/atomicdatabase

This is a logic-based database that can do inferences based on known facts in addition to SQL type queries. Rules are introduced through a lisp-like or natural language syntax, and queries are phrased through natural language.

Primary LanguagePythonMIT LicenseMIT

Atomic Database 2.0

Main Screenshot

What is Atomic Database

Atomic Database is a very simple entity-attribute-value database back end with a series of layers in front:

  1. A Logic programming langauge with access to the database, to answer questions about and undersand relations in the data. A simple S-expression syntax can also expose this in the final layer.
  2. A Natural Language layer that decides whether you're asking something that the logic language needs to solve, or something that can be asked or put directly into the database.
  3. A user interface to interact with all this.

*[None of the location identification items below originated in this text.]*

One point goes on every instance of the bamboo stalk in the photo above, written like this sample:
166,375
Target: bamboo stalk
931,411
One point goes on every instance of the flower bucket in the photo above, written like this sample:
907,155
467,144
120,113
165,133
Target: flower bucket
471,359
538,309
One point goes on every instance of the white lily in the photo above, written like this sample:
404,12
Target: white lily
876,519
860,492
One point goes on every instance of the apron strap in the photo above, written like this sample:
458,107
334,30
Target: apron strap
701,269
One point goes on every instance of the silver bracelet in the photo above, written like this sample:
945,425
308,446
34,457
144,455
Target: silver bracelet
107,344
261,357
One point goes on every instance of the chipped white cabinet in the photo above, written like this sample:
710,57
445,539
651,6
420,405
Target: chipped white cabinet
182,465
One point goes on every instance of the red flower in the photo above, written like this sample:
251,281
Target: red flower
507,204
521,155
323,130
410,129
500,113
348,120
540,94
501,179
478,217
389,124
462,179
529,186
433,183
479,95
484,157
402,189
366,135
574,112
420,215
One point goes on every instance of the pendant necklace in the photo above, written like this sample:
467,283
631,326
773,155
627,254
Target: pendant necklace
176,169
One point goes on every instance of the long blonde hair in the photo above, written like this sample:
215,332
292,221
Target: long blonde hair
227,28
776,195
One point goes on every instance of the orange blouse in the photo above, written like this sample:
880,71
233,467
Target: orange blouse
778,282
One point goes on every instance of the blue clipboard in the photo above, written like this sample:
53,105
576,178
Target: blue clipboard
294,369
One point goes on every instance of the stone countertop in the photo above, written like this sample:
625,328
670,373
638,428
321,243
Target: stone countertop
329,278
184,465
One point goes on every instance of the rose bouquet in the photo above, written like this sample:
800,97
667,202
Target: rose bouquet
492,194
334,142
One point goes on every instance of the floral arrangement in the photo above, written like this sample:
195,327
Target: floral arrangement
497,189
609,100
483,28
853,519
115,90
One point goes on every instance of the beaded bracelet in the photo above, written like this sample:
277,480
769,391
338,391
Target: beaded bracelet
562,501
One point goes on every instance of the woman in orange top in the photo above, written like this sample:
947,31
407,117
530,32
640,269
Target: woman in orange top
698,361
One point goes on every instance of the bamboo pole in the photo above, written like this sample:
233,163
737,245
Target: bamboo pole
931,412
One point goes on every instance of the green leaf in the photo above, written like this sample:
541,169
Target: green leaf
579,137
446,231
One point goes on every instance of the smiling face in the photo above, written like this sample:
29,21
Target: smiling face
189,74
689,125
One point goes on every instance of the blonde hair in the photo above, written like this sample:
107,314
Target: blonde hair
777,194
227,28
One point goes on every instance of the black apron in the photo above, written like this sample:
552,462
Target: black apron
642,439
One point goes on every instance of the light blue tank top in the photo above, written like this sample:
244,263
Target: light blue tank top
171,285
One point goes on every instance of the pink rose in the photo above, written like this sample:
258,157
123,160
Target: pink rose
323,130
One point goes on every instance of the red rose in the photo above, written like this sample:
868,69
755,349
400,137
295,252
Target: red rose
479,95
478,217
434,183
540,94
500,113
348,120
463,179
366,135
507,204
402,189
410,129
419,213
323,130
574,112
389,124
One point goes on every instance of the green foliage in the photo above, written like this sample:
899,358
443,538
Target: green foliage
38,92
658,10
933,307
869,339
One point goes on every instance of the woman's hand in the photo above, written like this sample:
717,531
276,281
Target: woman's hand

The long and short of it is that you get a fairly decent actual database, suited for very flexible, interactive datasets with not a lot of imposed structure, that can answer complex and declaritive questions about its data based on both local questions and knowledge about the data and how it relates that can be programmed in ahead of time. Much of the abilities of logic programming languages can be used to simulate SQL queries and such, but with much less specific micromanaging, so it really is more akin to asking questions.

Atomic Database 1.0 had all of these features, in one form or another, but it was pretty brittle and limited.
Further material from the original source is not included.